A new law governing official interceptions of communications will contain statutory protection for legal privilege, the home secretary said today.

The measure, in a revised investigatory powers bill published today, follows a campaign by the Law Society and other professional legal bodies. 

New legislation to regulate communications surveillance has to be in force by 31 December this year to replace the Data Retention and Investigatory Powers Act 2014, which was suspended following a High Court ruling that sections were incompatible with EU law.

However draft legislation published last year ran into a storm of criticism, particularly for proposing a power for so-called ‘blanket retention’ of internet browsing records. 

In her statement to parliament, Theresa May (pictured) said that the government is ‘not seeking sweeping new powers’ and had taken on board the criticisms of three parliamentary committees. 

As a result, she said: ‘The privacy safeguards are stronger and clearer. The bill incorporates additional protections for journalists, removing a key exemption for the security and intelligence agencies when seeking to identify journalists’ sources. And it incorporates statutory protections for lawyers.’

She also said that the revised measure would strengthen the office and powers of the investigatory powers commissioner, giving the lord chief justice a role in his or her appointment.

Despite these assurances, the statutory protection for legal privilege as set out in the bill appears less than absolute. A section on ‘additional safeguards’ states that a warrant for ‘targeted equipment interference’ may be issued only if there are 'exceptional and compelling circumstances which make it necessary to authorise or require interference with equipment for the purpose of obtaining items subject to legal privilege or… the selection for examination of items subject to legal privilege.'

The Law Society said it has concerns that the protection does not go far enough. President Jonathan Smithers said:  ‘Intelligence agencies and the police need surveillance powers to protect us, but proper scrutiny of the Investigatory Powers Bill by parliament would ensure that the bill is fit for purpose when it becomes law. We will engage with the government and parliament to ensure that the right balance between security and safety and clients’ rights to protection of their legal professional privilege is achieved.’

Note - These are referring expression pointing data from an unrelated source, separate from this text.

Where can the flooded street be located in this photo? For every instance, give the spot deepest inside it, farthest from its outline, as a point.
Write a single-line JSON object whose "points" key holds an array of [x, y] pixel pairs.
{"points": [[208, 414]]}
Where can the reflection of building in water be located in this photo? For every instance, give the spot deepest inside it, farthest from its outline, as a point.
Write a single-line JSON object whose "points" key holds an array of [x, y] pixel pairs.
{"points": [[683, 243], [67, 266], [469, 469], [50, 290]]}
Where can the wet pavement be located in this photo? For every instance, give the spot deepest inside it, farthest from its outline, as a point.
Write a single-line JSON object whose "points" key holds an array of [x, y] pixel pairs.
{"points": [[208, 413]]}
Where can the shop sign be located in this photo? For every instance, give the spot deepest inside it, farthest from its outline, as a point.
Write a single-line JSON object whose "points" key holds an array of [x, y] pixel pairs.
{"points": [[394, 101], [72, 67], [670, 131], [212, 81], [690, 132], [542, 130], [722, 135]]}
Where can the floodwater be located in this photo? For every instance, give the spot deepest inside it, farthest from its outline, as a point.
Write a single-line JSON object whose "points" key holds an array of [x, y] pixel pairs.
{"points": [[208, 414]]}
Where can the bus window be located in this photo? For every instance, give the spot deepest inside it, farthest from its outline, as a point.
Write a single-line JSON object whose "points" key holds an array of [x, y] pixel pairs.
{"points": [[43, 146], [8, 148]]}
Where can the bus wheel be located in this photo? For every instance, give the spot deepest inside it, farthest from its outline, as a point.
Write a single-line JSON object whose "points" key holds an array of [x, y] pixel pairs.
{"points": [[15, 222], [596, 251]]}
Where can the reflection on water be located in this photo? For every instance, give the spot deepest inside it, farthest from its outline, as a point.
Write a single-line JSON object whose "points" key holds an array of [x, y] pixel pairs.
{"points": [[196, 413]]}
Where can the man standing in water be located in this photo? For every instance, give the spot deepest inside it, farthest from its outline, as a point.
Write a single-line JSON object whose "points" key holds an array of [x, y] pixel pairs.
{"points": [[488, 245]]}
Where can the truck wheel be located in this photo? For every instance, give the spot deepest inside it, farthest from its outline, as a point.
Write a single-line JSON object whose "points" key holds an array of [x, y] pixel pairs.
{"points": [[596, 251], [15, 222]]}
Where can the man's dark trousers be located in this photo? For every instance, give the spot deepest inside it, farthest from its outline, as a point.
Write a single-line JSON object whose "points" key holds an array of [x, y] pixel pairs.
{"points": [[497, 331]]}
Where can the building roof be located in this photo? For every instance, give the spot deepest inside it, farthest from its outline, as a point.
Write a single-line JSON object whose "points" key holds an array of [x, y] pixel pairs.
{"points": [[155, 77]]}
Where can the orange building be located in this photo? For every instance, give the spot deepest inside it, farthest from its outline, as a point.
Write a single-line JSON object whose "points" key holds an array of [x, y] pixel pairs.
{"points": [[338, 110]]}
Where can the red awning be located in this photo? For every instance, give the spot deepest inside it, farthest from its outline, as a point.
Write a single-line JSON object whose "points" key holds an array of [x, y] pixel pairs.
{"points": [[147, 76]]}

In a highly critical response, the Bar Council described the safeguards as inadequate and said the government had set a parliamentary timetable too rushed for proper scrutiny.

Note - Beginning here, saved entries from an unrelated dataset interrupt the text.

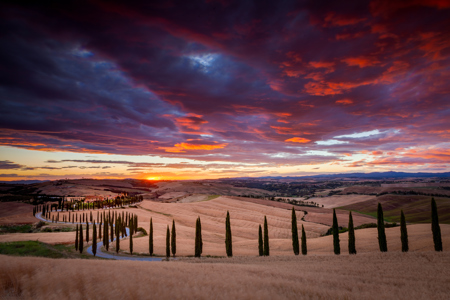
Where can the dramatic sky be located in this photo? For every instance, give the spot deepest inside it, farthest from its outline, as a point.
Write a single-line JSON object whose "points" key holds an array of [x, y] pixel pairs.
{"points": [[221, 88]]}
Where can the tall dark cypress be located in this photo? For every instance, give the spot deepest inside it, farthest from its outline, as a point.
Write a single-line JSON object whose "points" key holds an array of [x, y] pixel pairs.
{"points": [[403, 233], [94, 239], [173, 240], [381, 230], [266, 238], [106, 235], [336, 245], [118, 237], [198, 238], [435, 227], [304, 247], [295, 244], [260, 242], [150, 238], [228, 241], [76, 238], [131, 243], [351, 235], [80, 239], [168, 242], [111, 224], [87, 232]]}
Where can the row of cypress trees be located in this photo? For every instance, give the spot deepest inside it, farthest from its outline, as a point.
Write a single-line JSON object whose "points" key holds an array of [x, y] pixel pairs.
{"points": [[263, 242], [382, 241]]}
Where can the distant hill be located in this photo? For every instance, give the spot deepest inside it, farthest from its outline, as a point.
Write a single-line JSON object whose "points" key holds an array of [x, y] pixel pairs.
{"points": [[24, 181], [374, 175]]}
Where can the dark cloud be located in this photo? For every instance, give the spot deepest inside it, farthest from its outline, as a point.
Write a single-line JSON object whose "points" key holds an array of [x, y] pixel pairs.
{"points": [[242, 82], [9, 165]]}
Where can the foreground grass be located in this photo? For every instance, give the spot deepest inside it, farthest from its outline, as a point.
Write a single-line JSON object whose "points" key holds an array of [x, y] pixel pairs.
{"points": [[377, 275], [35, 248]]}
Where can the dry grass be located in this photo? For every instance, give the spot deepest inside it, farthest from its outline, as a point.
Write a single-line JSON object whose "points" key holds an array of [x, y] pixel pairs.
{"points": [[16, 213], [370, 276], [340, 200], [245, 218], [417, 209]]}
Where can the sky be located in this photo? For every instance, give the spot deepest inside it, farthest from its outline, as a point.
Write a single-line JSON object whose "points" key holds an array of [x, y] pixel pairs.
{"points": [[219, 88]]}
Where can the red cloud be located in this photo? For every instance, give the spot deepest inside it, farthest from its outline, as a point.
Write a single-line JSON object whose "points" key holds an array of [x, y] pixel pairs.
{"points": [[181, 147], [333, 19], [344, 101], [192, 121], [360, 61], [298, 140]]}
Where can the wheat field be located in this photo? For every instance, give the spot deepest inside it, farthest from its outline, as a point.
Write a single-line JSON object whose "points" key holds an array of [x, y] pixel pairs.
{"points": [[392, 275]]}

Chairman of the bar Chantal-Aimée Doerries QC said: ‘The Bar Council is disappointed that the bill introduced to parliament today does not provide sufficient protection for legal privilege on the face of the bill. It is vital that this measure is subject to proper parliamentary scrutiny to ensure that the interests of justice and security are kept in balance.

'That is why we shall continue to take a close interest in the bill during its progress through parliament.’  

However Renate Samson, chief executive of pressure group Big Brother Watch, said: ‘The government are squandering a golden opportunity to create a law fit for the digital age.

‘By publishing hundreds of pages of clauses and codes of practice less than a month after the proposals were so roundly criticised by three parliamentary committees, the Home Office are showing a complete disregard for the process of parliamentary scrutiny.’